Chase est apparu pour la première fois en tant que Ford dans le quatrième épisode de SNL le 8 novembre 1975, lors de l’ouverture à froid de l’émission. En tant que présentateur de la première mise à jour du week-end, Chase avait déjà fait des blagues aux dépens de Ford derrière le bureau de presse, mais ce n’est qu’à l’épisode 4 que l’impression emblématique de Chase a fait ses débuts. Vêtu d’un smoking mais nullement représentatif du président Ford, Chase monte sur le podium. Les sous-titres / chyron se lisent: « Ce n’est pas le président des États-UnisBut Mais il pense qu’il l’est. »Combiné au fait que Ford n’a pas été élu Président, ainsi qu’à l’opinion politique distincte de Chase sur Ford — « Il n’avait jamais été élu, point final, donc je n’ai jamais senti qu’il méritait d’être là pour commencer » — le sous-titre / chyron prend un double sens et signale à tout le monde que SNL n’allait pas être gentil avec Ford. Ce point de vue définit le point satirique de SNL. Les sous-titres sont, à leur manière, la satire la plus mordante de Ford: il ne devrait pas être président et il est trop stupide pour s’en rendre compte. Tout découle de cette prémisse. Chase commence son discours mais se trompe de lecture, passant de la troisième à la première personne, avant d’annoncer qu’une personne mystérieuse candidate à l’investiture républicaine de 1976 gagnera probablement (Ronald Reagan). Tout au long du discours, Chase trébuche verbalement et physiquement, tombant plusieurs fois et se cognant la tête sur le podium — à chaque fois surgissant avec « Pas de problème! Pas de problème ! »Chase tombe finalement entièrement au sol avant de surgir et de livrer la ligne signature du spectacle, « En direct de New York, c’est samedi soir! »Le croquis a conduit à une série de croquis avec Chase en tant que Ford, chacun présentant des façons nouvelles et élaborées de tomber.
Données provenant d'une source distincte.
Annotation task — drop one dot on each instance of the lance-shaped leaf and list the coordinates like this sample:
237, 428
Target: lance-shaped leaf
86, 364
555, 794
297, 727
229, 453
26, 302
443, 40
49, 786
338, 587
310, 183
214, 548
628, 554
Les sketches sont devenus un moment fort du spectacle et ont contribué à renforcer sa place à la pointe de la satire politique. Entre les culbutes, le Ford de Chase a continué à commettre des gaffes évidentes, commençant son discours de Noël tôt (« La veille de Noël à la Maison Blanche »), lisant mal son discours écrit (« Présentation du président Ford ») et utilisant un verre comme téléphone (« Ford au téléphone »). Alors que 1976 et la primaire présidentielle républicaine tournaient autour, il était clair que Ford avait un problème de Chevy Chase.